Whole-Exome Sequencing Identifies a Novel Variant (c.1538T > C) of TNNI3K in Arrhythmogenic Right Ventricular Cardiomyopathy

Front Cardiovasc Med. 2022 Feb 22:9:843837. doi: 10.3389/fcvm.2022.843837. eCollection 2022.

Abstract

Backgrounds: Arrhythmic right ventricular cardiomyopathy (ARVC) is a cardiomyopathy with a genetic predisposition that can lead to a sudden cardiac death and heart failure. According to the 2010 Task Force Criteria, genetic diagnosis is one of the most important methods, but, so far, only a few genes related to ARVC have been identified.

Methods: In this study, the pathogenic gene of a patient with ARVC was examined using whole-exome sequencing. The plasmids of TNNI3K were constructed, and the effects of the TNNI3K variant was investigated by a real-time polymerase chain reaction (PCR) and western blot.

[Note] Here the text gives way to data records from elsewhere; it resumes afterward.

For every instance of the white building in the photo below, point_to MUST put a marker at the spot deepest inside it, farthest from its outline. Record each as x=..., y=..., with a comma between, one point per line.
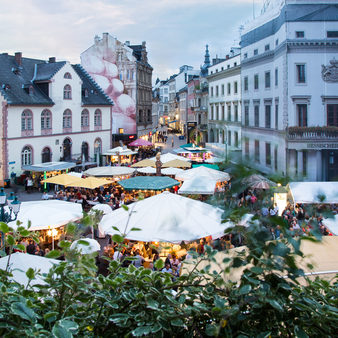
x=224, y=125
x=51, y=111
x=289, y=79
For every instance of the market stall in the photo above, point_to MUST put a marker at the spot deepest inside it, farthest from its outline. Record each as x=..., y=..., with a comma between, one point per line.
x=165, y=217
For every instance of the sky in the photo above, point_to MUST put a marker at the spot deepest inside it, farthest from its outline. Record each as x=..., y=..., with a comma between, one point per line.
x=176, y=31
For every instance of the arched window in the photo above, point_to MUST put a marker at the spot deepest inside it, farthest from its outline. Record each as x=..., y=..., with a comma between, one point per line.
x=26, y=120
x=26, y=155
x=85, y=118
x=67, y=119
x=98, y=118
x=67, y=92
x=46, y=119
x=46, y=155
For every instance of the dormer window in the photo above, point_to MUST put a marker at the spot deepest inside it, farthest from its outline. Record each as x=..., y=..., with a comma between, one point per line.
x=67, y=92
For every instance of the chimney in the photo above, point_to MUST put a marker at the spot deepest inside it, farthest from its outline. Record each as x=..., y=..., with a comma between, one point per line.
x=18, y=58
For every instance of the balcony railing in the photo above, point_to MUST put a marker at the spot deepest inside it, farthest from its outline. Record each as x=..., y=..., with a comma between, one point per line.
x=312, y=133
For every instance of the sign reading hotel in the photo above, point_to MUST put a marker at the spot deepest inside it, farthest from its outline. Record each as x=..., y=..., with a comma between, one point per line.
x=113, y=67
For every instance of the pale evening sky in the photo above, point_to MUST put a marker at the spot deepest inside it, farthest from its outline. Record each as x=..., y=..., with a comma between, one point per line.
x=176, y=31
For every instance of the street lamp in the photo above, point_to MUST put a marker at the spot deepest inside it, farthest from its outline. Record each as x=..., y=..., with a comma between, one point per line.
x=14, y=208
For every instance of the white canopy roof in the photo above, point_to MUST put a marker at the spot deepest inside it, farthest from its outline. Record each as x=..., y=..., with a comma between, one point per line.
x=109, y=171
x=213, y=174
x=309, y=192
x=45, y=214
x=171, y=171
x=165, y=217
x=169, y=157
x=199, y=185
x=20, y=262
x=147, y=170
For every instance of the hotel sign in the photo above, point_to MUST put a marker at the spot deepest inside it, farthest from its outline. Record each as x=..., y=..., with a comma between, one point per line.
x=322, y=145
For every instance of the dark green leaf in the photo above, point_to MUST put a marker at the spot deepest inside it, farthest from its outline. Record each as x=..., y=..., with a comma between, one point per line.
x=117, y=238
x=30, y=273
x=23, y=311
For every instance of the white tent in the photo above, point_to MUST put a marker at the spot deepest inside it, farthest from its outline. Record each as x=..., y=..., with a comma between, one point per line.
x=201, y=185
x=171, y=171
x=93, y=246
x=170, y=157
x=165, y=217
x=109, y=171
x=213, y=174
x=20, y=262
x=45, y=214
x=147, y=170
x=332, y=224
x=310, y=192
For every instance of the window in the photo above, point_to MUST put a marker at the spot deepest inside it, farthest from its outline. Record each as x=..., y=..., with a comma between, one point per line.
x=46, y=119
x=304, y=162
x=256, y=82
x=256, y=150
x=332, y=34
x=256, y=112
x=85, y=118
x=236, y=112
x=300, y=34
x=26, y=156
x=276, y=158
x=268, y=154
x=26, y=120
x=300, y=73
x=332, y=115
x=267, y=116
x=246, y=83
x=276, y=77
x=246, y=148
x=67, y=92
x=267, y=80
x=246, y=115
x=236, y=139
x=302, y=115
x=97, y=118
x=67, y=119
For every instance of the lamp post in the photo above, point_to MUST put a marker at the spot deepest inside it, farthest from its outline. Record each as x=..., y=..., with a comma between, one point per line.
x=14, y=208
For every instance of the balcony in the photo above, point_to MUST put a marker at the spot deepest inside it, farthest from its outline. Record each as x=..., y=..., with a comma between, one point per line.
x=312, y=133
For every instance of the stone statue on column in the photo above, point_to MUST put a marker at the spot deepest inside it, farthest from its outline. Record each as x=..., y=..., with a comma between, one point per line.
x=158, y=164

Results: A novel variant (c.1538T > C) of TNNI3K was identified, with phenotypes of dominant right ventricular (RV) disease preliminarily fulfilling the diagnosis of ARVC. A comprehensive assessment revealed that the variant was pathogenic. We found that this variant would lead to a decrease in the level of TNNI3K mRNA and protein, as well as a decrease in the expression of the RYR2 gene, which further proves that TNNI3K plays an important role in cardiomyopathy and expands the spectrum of the TNNI3K variants.

Conclusion: In this study, we reported a TNNI3K variant in ARVC for the first time, and the results not only contribute to the diagnosis of ARVC, but also provide a reference for genetic counseling and promote the understanding of the genetic mechanism of cardiomyopathy.

Keywords: Gene Mutation; RYR2; TNNI3K; arrhythmic right ventricular cardiomyopathy; whole-exome sequencing.